Driver delays within port areas has significantly reduced vehicle productivity, resulting in multiple failures on planned vehicle routes, with a limited solution approach other than time, the situation will remain critical.
Inbound berthing management is now being compromised as we are experiencing for the first time, “vessel cut and runs”, this in effect means containers are being left unloaded.
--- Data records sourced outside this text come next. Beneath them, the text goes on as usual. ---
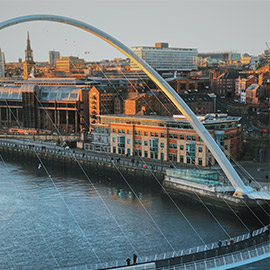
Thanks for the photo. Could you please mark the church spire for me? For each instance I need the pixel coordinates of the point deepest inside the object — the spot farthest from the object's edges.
(29, 52)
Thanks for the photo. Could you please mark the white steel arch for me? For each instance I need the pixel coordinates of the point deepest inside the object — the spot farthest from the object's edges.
(220, 157)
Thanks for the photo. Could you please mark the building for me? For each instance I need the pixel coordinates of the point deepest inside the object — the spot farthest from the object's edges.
(253, 93)
(224, 85)
(171, 138)
(53, 56)
(163, 58)
(29, 63)
(244, 83)
(102, 101)
(70, 64)
(180, 85)
(2, 64)
(51, 107)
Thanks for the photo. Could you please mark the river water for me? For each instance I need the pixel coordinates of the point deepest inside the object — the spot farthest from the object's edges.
(75, 219)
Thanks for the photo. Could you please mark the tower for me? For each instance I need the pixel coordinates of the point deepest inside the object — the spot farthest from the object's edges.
(2, 64)
(29, 59)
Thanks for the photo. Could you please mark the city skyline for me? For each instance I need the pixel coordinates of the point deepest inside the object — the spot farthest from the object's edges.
(120, 17)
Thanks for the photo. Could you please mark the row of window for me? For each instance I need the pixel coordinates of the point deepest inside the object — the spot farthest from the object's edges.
(162, 135)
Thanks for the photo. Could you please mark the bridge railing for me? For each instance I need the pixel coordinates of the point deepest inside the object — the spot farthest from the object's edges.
(230, 260)
(142, 259)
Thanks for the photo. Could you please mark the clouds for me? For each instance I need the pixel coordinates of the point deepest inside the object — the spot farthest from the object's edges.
(206, 25)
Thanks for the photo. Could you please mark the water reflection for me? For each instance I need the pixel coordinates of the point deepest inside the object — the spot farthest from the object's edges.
(70, 219)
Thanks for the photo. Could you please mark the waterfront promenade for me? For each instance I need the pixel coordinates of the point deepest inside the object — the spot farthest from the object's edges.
(150, 167)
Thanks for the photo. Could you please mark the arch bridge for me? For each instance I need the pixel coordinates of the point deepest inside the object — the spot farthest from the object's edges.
(233, 177)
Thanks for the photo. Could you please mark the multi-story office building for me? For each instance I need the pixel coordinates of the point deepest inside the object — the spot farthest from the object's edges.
(53, 56)
(45, 105)
(2, 64)
(244, 83)
(171, 138)
(70, 64)
(163, 58)
(224, 85)
(225, 56)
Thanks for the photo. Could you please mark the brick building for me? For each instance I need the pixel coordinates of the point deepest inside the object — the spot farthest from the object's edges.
(171, 138)
(244, 83)
(224, 85)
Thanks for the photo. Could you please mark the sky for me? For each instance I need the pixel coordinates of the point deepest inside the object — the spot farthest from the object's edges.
(215, 25)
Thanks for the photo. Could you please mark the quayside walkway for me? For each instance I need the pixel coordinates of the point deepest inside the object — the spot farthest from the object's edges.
(229, 253)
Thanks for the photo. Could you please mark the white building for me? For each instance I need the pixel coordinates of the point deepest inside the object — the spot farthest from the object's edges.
(243, 96)
(2, 64)
(53, 55)
(163, 58)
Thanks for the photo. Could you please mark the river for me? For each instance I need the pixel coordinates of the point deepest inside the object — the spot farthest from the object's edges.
(75, 219)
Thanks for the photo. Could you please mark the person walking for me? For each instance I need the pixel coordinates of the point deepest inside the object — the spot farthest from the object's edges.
(135, 259)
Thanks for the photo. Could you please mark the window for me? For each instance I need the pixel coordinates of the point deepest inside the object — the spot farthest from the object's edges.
(145, 153)
(162, 156)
With normal vessel working turnaround times increasingly being lengthened, combined with the typhoon season affecting China has resulted in regular vessel ETA erosion and worsening container availability, ultimately debilitating both our own and carrier delivery planning.
The implementation of three new alliances and big box vessels arriving, has squeezed transport resource as demand soars, coupled with highly paid alternatives for drivers from other sectors has meant the market is facing an acute resourcing crisis.
Lead time for export collections and import deliveries are lengthening well beyond any normal expectations
Exports management is challenging and complex, a reliance on carrier haulage, the current landscape has no imminent solution due to a myriad of issues that affect container operations.
A lack of haulage resource and rail vendor capacity means the merchant haulage market has less flex which impacts negatively on carrier operations and with ETA erosion on vessels housing up to eighty per cent of all UK flows the knock-on effect is more export blockages (for empty containers) as intermodal resources struggle to cope with volatile peak and trough volumes.
Logistically speaking, this causes a huge wave of empty rail slots that were planned on a scheduled arrival and the absolute reverse when vessels arrive late.
The carrier Alliance split is also proving difficult to manage rail and truck resources, positioning assets close to the centre of gravity is proving difficult, for example, ten per cent of inbound containers arrive into London Gateway with fifty per cent leaving the same port as an export.
Carrier order books show between seventy and eighty per cent requiring AM pick-ups with only eight to ten per cent after 2pm, this in-balance is also contributing to a high carrier failure rate
In summary, from an inbound perspective, even in these unprecedented times having the right approach to solutions design which we have had since day one with rail and road ownership, is a complete “night & day” transformation away from traditional forwarding where there is, still today, an unhealthy reliance on carrier operations, this has proven in the present we believe, to be our huge differentiator.
On behalf of our Export lead clients, we remain best placed to work through and work with our carrier basket partners to maintain our exceptional customer service experience.